My ex walked away with his pensions

There is so much to consider that we don’t know about.

Op, walk away. Seek legal advice.

AnotherEmma · 04/07/2020 11:32

This for OP and STBXH to decide between them with the advice of solicitors, as it depends very much on their circumstances, but personally I don't think 50/50 will necessarily in the best interests of the children. They're only 2 and 7, they've been used to having their mum around full time, and they're about to face the upheaval of their parents divorcing and probably moving house. With 50/50 care they won't actually be seeing their dad that much, they'll be in childcare during his work and commute time - which is fine and what happens for children of working parents, but it's a big adjustment on top of all the other changes. I don't understand the insistence on 50/50 care and OP getting a full time job ASAP - this might be a sensible long-term aim, but in the shorter term, the children will need some stability and if that means OP being the resident parent and doing a part time job for a few years while everyone adjusts, that might be best for their family.

A single parent claiming universal credit will be required to do "work preparation" while their youngest is 2, and then required to work at least 16h/w after the child turns 3. This increases to 25h/w when the child starts school.
www.entitledto.co.uk/help/Claimant-commitment-Universal-Credit

Obviously these are minimum amounts and if the claimant works more hours they will be financially better off (the whole UC system was designed so that people are better off in work, contrary to what a PP said).

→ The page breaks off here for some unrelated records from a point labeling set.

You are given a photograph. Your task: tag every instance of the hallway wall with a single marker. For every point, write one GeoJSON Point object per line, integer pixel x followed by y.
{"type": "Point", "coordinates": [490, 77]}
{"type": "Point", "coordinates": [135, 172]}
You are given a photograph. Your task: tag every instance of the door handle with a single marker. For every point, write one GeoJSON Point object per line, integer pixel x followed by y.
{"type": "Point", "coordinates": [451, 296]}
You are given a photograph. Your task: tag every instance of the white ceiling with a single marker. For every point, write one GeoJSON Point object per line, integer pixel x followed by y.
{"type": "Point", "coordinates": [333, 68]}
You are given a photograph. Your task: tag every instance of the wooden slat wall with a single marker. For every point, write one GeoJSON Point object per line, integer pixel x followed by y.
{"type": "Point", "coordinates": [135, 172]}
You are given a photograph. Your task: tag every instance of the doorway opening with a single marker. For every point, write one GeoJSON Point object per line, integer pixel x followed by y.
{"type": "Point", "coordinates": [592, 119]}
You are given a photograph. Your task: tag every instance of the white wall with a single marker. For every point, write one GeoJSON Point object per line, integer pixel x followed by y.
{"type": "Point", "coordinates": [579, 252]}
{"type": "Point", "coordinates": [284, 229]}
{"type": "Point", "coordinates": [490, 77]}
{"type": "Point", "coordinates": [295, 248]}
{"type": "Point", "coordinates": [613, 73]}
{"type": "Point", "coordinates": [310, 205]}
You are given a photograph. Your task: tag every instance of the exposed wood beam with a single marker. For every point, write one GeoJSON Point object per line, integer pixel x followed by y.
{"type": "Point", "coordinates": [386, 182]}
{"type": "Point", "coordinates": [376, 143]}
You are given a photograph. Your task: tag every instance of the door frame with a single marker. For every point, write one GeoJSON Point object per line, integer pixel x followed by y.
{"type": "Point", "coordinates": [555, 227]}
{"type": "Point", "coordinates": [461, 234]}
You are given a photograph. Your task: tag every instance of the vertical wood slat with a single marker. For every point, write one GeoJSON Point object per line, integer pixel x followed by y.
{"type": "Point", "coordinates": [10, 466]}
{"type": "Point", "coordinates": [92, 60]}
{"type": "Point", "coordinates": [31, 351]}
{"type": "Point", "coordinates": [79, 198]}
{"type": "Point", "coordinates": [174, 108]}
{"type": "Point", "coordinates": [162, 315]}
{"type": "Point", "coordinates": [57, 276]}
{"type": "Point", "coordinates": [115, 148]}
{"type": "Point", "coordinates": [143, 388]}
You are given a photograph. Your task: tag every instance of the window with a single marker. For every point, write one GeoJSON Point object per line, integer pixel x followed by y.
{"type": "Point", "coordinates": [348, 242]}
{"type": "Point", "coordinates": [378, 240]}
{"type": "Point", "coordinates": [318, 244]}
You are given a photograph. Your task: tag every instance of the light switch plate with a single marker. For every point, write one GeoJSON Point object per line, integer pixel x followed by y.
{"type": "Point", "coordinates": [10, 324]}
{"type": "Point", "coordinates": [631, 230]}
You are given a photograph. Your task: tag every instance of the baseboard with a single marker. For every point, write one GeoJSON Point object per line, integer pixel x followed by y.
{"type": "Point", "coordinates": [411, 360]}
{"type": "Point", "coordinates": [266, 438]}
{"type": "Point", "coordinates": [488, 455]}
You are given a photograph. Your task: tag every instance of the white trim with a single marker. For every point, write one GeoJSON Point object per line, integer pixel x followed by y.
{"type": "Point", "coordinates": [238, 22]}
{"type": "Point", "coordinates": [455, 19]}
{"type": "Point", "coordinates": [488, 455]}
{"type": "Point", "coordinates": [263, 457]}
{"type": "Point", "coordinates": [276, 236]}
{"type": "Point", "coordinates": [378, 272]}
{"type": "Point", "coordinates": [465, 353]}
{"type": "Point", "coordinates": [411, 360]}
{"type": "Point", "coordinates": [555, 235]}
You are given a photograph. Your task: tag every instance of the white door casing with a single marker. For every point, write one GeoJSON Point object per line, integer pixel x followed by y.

Atadaddicted · 04/07/2020 11:32

* You can’t do this alone, no lender will consider you as you are without income from a job.*

Again. Wrong.
I was initially not in work.
My mortgage provider assessed the maintenance from my ex that I was receiving plus benefits. And I got a mortgage.
Go to a financial advisor and they will seek out providers that consider maintenance and benefits

scubadive · 04/07/2020 11:33

Ps there are also pension assets to take into account. You are also entitled to a share of his pension or you can take a greater share of the equity and he keep more pension if you think you can build up a pension if your own. This depends on your age, I have been advised against this as my ex wanted me to take all of the equity and he keep all of his pension. ( which was worth more)

I have been advised that I can downsize, I will need a mortgage top up and my ex wanted a stake in my next home as he has the mortgage capacity and I don’t. I have been advised I can use my child and spousal maintenance to get a mortgage as some companies will lend on the basis of your maintenance.

It’s all very complicated but please don’t listen to people on here guessing.

Atadaddicted · 04/07/2020 11:34

The courts generally very much favour the children staying in the family home wherever possible and will prioritise this above many other considerations that May impact one or both of the parents.

Thisismytimetoshine · 04/07/2020 11:34

Do benefits really count as income for mortgage purposes??

Atadaddicted · 04/07/2020 11:35

* Do benefits really count as income for mortgage purposes??*

To some providers in some circumstances ie along with maintenance - yes.